Когда я открыла глаза, четко осознавая, что это был лишь сон, Ильдар стоял у моей постели и смотрел на меня. Уставший, осунувшийся, но все такой же уверенный в том, что все будет так, как он решил.
Увидев, что я пришла в себя, не произнеся ни слова, развернулся и вышел из комнаты, оставив со мной хошши из тех, что обслуживали его покои.
Следующие несколько дней тоже выпали из моей жизни.

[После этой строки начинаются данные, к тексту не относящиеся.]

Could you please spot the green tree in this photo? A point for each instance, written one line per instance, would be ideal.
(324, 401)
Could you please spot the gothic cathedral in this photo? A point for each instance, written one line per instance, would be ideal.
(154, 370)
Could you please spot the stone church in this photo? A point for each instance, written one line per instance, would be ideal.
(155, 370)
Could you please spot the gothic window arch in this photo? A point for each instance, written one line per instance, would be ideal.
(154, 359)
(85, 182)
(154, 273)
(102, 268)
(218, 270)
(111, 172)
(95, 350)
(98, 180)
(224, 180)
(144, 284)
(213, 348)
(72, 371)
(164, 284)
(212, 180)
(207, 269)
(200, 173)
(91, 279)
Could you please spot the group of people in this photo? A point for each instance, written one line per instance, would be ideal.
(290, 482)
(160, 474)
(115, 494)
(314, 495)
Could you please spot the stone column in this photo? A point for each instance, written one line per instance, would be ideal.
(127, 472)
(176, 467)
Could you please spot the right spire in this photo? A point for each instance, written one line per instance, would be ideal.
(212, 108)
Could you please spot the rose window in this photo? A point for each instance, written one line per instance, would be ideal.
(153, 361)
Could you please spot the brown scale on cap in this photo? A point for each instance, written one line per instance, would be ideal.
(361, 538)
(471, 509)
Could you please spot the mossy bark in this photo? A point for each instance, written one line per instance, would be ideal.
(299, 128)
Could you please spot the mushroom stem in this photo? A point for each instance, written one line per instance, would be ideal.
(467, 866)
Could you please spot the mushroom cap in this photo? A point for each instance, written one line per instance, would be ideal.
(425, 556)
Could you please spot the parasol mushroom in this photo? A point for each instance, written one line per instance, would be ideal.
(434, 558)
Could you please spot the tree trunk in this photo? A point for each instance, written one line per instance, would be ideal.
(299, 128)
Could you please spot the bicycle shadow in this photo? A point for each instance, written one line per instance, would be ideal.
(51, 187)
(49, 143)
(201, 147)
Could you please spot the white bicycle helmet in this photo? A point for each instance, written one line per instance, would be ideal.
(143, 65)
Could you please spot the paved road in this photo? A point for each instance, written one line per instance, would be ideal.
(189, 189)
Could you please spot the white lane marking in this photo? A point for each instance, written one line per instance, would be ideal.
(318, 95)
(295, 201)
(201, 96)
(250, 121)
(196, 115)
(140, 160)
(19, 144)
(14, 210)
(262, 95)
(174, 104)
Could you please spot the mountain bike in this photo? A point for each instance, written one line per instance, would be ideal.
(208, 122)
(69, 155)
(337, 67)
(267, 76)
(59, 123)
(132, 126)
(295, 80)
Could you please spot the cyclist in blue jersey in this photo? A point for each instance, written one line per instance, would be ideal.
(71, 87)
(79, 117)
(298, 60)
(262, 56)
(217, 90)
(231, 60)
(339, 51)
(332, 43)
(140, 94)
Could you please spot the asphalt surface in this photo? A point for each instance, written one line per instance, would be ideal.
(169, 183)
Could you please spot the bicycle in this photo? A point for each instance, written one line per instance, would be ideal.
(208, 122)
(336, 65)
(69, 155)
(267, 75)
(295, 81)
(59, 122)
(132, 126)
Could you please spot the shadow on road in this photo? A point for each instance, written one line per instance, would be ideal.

Я спала, ела, отвечала на какие-то вопросы, но… была где угодно, только не там, где находилось мое тело. Оживала я ненадолго, когда появлялась Лора. Она брала меня за руки и что-то рассказывала, согревая своим теплом. А я не столько вслушивалась, сколько слушала… Ее голос, интонации, с которыми она произносила слова, ее чувства, которыми она щедро со мной делилась.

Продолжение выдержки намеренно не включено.